Henry IV begins as the eponymous king learns that Mortimer, one of his top-ranked commanders, has conceded a battle to the Welsh leader Glyndwr. This bad news is tempered somewhat by a simultaneous victory in commander Hotspur’s battle against Douglas in Scotland, but Henry is furious to learn that the commander refuses to send back the people who have been taken as prisoners, since they are a major source of ransom income. Henry demands Hotspur send the prisoners, threatening to punish him. Hotspur replies by telling his father, Northumberland, that he will never submit them. Worcester counsels Hotspur that it is a smarter idea to give over the prisoners but also to form a covert alliance with Douglas and Glyndwr to create an army that can usurp Henry IV.

Next, the play introduces Prince Harry, Hal for short, the prodigal son of Henry who is also an incorrigible thief. Hal squanders his time in bars with the English proletariat, especially Falstaff, an overweight nobleman. In Act I, Hal is party to a robbery just to feel what it’s like to rob someone. At the scene’s end, he delivers a soliloquy, expressing that he is only living this life temporarily, fully intending to be King someday.

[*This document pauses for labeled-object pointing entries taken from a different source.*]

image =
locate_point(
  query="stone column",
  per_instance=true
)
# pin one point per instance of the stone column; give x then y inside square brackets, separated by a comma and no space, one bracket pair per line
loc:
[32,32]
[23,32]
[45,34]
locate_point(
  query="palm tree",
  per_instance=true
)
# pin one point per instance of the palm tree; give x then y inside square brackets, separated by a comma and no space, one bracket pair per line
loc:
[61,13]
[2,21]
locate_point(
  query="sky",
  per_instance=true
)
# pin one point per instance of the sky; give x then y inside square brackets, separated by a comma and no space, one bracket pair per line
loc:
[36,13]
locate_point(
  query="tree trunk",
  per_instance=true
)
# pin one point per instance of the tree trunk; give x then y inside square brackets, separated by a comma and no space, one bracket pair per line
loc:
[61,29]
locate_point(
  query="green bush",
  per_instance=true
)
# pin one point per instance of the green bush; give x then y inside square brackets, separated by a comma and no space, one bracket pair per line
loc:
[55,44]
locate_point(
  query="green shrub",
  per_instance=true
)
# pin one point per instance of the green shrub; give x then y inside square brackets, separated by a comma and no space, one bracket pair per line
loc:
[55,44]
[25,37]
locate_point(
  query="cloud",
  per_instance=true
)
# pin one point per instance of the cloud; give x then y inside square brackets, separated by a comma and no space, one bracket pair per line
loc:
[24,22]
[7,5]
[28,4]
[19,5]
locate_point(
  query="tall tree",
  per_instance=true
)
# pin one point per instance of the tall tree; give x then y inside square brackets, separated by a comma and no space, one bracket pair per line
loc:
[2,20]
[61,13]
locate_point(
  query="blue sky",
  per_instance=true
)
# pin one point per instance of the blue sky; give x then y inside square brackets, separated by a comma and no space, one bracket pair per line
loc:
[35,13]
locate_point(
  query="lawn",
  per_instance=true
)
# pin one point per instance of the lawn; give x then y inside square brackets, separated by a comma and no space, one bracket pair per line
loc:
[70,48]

Shepherded by Falstaff, the thieves commit their robbery. Hal and a robber named Poins trick the thieves by stealing the money from Falstaff himself. The following night at the bar, Falstaff retells a humorous story in which he fought with a number of men before being overwhelmed and robbed. Hal reveals that he and the robbers were the ones whom Falstaff fought. Falstaff responds by claiming that he had always known who robbed him but did not wish to hurt Hal because he is the Prince of Wales.

Hotspur’s rebels unite Glyndwr and Douglas, thereby forming an alliance with the kingdoms of Wales and Scotland. Joining with the Archbishop of York, they build an army at Shrewsbury. Hotspur spars with Glyndwr because he applies rules of mysticism to the reality of life. They also argue about how they will divide the spoils of war, particularly the land. Hotspur desires England, while Douglas and Glyndwr want Scotland and Wales, respectively.

King Henry summons Hal to his throne room and begs him to improve his behavior. Hal obliquely agrees. Henry tells Hal that the rebels are in Shrewsbury, giving Hal a military position to prepare for war against Hotspur. Hal humorously gives Falstaff a military post even though he is too fat for combat. Once mobilized at Shrewsbury, Henry offers to pardon the rebels if they dissolve their army. His agent, Worcester, doesn’t think Henry is being honest, and secretly ignores his command to deliver the message. Hotspur feels there is no choice but to fight. Glyndwr is late to the army, so its size is diminished. Northumberland becomes sick, unable to galvanize his troops. Hotspur proceeds with the battle anyway.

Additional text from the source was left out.